O filme discute pontos de vista de diferentes assuntos: amor, paixão, detalhes, relação racional e a possível efemeridade do sentimento numa coleção de pequenas histórias e momentos da vida. E isso é bem representado na conversa que acontece em um almoço na casa dos anfitriões gregos de Jesse e Celine, que estão passando alguns dias de férias no país. As várias gerações conversando é uma discussão do assim dito papel do homem e da mulher na sociedade, que o diretor também mostra poeticamente enquanto Jesse e seus amigos homens estão conversando do lado de fora sobre literatura e Celine e as outras mulheres da casa estão preparando o almoço. E se existia alguma dúvida na qualidade da dupla de protagonistas, essa cena acaba com ela, principalmente quando Celine interpreta uma “vadia burra”. É um show dentro de sua própria performance, que já está maravilhosa.
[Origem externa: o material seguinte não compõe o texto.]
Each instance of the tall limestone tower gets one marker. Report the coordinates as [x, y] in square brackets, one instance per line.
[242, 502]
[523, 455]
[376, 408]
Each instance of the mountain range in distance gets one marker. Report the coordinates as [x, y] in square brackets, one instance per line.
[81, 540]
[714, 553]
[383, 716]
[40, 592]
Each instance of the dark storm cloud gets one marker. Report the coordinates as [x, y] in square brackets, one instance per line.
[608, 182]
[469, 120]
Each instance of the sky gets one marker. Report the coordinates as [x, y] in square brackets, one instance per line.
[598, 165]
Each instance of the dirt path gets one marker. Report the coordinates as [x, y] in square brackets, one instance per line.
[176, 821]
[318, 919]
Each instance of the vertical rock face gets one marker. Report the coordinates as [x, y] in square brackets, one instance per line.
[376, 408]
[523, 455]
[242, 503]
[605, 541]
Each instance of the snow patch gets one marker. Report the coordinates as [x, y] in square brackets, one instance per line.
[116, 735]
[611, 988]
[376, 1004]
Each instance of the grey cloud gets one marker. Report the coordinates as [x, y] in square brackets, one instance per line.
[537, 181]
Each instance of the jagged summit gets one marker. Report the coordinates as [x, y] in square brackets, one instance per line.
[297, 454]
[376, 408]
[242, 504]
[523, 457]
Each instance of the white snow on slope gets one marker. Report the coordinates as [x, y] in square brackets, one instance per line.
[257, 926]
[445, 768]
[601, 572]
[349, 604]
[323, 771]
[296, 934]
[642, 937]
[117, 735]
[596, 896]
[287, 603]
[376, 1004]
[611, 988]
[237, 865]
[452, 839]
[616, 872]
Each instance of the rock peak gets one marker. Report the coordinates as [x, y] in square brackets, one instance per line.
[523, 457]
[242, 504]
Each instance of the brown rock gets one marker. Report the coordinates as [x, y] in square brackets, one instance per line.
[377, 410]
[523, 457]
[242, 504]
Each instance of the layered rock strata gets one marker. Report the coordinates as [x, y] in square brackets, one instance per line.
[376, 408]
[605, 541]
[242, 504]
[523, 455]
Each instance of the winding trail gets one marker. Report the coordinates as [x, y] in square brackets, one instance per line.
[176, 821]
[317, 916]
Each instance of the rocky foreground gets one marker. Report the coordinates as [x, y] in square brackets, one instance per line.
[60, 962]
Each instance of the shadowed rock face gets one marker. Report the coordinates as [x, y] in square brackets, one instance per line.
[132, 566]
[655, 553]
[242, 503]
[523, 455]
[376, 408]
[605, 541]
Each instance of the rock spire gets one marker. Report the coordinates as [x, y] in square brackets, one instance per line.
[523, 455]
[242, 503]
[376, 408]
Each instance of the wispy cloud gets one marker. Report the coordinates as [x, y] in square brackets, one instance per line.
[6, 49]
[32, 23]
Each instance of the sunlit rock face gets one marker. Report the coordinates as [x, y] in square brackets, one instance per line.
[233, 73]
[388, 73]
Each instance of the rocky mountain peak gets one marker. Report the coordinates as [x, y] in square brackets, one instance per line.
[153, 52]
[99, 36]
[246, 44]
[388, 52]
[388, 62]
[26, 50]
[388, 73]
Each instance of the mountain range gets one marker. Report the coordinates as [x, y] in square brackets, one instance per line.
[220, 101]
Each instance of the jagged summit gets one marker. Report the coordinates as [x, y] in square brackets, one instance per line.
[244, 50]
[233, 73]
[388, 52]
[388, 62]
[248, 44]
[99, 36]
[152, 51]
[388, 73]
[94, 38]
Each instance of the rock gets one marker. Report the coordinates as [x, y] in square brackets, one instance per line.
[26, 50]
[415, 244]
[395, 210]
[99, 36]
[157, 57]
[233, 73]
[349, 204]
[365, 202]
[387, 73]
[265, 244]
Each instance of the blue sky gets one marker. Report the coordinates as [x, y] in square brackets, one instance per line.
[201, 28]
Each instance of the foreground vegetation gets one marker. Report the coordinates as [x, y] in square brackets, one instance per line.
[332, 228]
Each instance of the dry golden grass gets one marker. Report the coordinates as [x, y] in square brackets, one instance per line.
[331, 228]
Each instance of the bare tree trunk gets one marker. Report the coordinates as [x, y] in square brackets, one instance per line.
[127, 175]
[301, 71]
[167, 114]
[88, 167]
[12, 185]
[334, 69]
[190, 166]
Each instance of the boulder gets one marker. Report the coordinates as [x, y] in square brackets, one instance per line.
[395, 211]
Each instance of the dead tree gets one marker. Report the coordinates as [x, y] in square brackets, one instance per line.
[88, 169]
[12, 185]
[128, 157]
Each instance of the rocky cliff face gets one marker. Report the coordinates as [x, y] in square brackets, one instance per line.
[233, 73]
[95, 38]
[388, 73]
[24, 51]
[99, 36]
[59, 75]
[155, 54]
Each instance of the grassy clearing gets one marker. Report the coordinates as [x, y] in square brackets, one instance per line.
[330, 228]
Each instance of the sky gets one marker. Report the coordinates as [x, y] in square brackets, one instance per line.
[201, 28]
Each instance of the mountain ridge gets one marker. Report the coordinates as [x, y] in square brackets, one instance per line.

O diretor explora a falta de trilha sonora para reforçar a ligação com a vida e a realidade, mas pequenas inserções musicais muito inspiradas e interpretadas por Graham Reynolds servem de entreatos de uma situação para outra, um intervalo para o próximo arco. E enquanto acompanhamos o casal andando e conversando, os espectador ganha diálogos fantasticamente construídos e um curto vislumbre do cenário grego, passando por praias, ruas pequenas e aconchegantes, praças e o povo. E o trio de roteiristas é bem corajoso também ao fazer uma cena dentro de uma minúscula igreja ortodoxa e filmar um ato que pegará meio mundo de surpresa – e a outra metade provavelmente ficará com vontade de esganar qualquer um que tenha produzido o filme.
É incrível como é criada a identificação com os personagens. Nos primeiros momentos do filme, Jesse vai deixar o filho no aeroporto para que ele viaje de volta para a casa da mãe – e notem que nesse momento os dois compartilham um tristonho azul nos figurinos – e depois que o jovem atravessa o portão de embarque, o pai fica esperando um último tchau, uma última olhada como sinal de carinho. E quando isso não acontece, dói. Tanto em Jesse quanto na audiência. Também acontece com Celine quando sofremos com sua explosão por causa do medo que ela tem de se tornar uma mulher comum ou submissa, um pensamento comumente ocidental, mas o marido não compartilha desse estereótipo. Sem amarras e sem ninguém além deles dois para discutir, os diálogos são sinceros e também machucam ambos.
Antes da Meia-Noite deve ter sido visto como muito pretensioso. Apesar de não ter lido nenhuma declaração dessas em entrevistas, existe um diálogo em que Jesse diz que o seu novo livro teria sido taxado com o mesmo adjetivo que usei no começo deste parágrafo. A frase não esta lá solta, e os planos sequencia e a duração – com 109 minutos, é um filme mais longo do que seus antecessores que tem 100 e 80 minutos respectivamente – são a prova alguém pode ter dito isso aos três (ou pura alucinação minha). Mas nada poderia ser mais longe da verdade. É um filme com tantos aspectos positivos, e feito com tanto carinho e coragem – que outra expressão usar quando Julie Delpy se deixa filmar seminua aos 40 anos? – que é gratificante fazer parte dessa experiência que já dura dezoito anos. Talvez seja a última vez que veremos Jesse e Celine compartilhando suas vidas conosco. Se for assim, devemos agradecer ao trio pela viagem.
Antes da Meia-Noite concorre ao Oscar 2014 na categoria Melhor Roteiro Adaptado (Richard Linklater, Julie Delpy e Ethan Hawke).